Ok, so why is any of this relevant? On some level, I think it isn't terribly. The procedure is unethical for a whole host of reasons, many of which are covered in the links given at the top of this post. It does highlight however, that the natural/unnatural distinction that one might be tempted to make is not particular relevant here. Even when the mutations are assumed to have overwhelmingly negative deleterious consequences, they are reasonably likely to have arisen de novo somewhere in the world in someone alive today, and their probability of being present is only marginally impacted if we instead assume they are harmless.
1. Briefly, I downloaded numbers for the estimated total human population size in each year from the Our World in Data project. I then assumed that the current generation arose in 2015 (the last year for which the file I downloaded has data on population size), and that generation increments occur every 29 years. So, for example, this approximation assumes that there were 7.3 billion people all born in 2015, that they are descended from a population of about 4.9 billion people all born in 1986, who were in turn descended from a population of about 2.8 billion people all born in 1957, etc. Obviously, this is a bit silly, but averaged back over a few dozen generations, should actually approximated the rate at which mutations entered the population at different times in the recent past. In each generation, each copy of a mutation that is segregating is inherited by a Poisson number of offspring, with mean equal to the mutation's fitness effect. This process of mutation, selection and inheritance is iterated through the generations until the present day, at which point I simply check whether there is at least one copy of the mutation present in the population. I repeat this 10,000 times for each set of parameters, and the proportion of simulations in which at least one copy of the mutation is present gives our estimated probability.

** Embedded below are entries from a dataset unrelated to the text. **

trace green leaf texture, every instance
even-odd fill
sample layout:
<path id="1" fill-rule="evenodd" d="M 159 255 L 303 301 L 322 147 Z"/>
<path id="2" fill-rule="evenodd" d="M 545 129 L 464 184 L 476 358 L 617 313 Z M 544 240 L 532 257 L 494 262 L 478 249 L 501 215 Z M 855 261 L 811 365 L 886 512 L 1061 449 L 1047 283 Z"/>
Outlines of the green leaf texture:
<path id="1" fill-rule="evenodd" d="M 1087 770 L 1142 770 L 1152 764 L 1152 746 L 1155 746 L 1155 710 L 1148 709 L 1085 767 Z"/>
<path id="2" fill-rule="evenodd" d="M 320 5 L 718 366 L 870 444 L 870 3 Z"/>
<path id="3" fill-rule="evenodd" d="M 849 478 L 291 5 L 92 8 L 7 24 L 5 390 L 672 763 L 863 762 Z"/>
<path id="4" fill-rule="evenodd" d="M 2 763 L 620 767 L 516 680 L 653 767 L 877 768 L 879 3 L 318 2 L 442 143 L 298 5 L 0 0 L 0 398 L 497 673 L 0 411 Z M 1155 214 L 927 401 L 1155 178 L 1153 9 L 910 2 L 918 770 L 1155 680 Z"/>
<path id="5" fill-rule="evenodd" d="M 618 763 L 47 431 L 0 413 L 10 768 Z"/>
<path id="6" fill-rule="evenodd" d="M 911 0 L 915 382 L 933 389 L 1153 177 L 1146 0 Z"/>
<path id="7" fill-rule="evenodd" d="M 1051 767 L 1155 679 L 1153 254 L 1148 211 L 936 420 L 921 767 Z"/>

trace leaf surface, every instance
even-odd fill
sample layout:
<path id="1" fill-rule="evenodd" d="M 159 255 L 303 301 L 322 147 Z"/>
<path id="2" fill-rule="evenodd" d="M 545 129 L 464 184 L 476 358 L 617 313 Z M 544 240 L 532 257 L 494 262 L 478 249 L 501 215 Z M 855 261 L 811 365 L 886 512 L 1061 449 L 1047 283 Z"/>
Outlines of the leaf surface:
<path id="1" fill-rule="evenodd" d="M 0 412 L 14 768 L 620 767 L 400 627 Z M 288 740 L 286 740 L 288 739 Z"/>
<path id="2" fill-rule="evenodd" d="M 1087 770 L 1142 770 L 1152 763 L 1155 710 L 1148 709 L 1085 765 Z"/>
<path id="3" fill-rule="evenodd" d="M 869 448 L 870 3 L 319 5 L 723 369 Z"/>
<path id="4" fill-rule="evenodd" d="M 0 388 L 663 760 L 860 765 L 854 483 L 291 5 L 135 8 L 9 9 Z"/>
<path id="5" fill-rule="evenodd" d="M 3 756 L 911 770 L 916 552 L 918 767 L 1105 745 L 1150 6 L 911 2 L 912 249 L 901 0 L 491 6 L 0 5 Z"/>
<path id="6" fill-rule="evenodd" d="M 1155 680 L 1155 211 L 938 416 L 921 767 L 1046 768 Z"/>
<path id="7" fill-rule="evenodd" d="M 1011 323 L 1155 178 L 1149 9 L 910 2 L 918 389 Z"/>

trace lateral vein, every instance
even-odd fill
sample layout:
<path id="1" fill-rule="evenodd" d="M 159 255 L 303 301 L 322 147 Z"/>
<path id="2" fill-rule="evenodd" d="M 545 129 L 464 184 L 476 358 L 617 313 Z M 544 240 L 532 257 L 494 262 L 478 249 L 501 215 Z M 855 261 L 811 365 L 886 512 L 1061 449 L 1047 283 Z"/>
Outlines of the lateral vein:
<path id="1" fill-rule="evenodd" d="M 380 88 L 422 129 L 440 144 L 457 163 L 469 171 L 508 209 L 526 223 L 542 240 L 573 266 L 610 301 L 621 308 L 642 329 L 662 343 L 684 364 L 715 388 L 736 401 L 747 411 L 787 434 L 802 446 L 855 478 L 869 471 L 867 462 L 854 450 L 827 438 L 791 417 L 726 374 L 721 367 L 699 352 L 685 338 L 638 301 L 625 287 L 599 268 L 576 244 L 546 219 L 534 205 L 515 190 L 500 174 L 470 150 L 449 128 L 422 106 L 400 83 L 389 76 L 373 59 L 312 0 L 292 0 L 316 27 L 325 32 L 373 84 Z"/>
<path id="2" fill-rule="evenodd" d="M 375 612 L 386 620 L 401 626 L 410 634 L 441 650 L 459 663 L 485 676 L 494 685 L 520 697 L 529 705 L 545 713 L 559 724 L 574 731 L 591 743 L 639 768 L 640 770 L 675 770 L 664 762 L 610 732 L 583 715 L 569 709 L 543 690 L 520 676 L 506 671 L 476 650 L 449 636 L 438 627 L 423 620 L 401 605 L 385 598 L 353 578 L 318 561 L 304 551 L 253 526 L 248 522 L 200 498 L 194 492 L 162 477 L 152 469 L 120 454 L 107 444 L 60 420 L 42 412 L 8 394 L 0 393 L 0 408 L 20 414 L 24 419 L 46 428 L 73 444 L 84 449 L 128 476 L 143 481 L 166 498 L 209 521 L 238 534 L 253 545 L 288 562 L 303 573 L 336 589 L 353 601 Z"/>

2. I am, admittedly, making this assumption purely for modeling convenience. It's not really clear why one should think that mutations in CCR5, which codes for a protein presented on the surface of white blood cells, should impact fertility. More likely, because it is involved in immunity we might think that it would impact viability, as individuals carrying any of the mutations may be more or less susceptible to certain viruses besides HIV. However, this immediately make the problem much harder, as we would need to worry about the age structure of the present population (e.g. older individuals are more likely to have encountered a virus to which the mutation might leave them susceptible), etc. This is simply beyond the scope of what I can cover in a blog post, so my individual fertility selection assumption will have to do.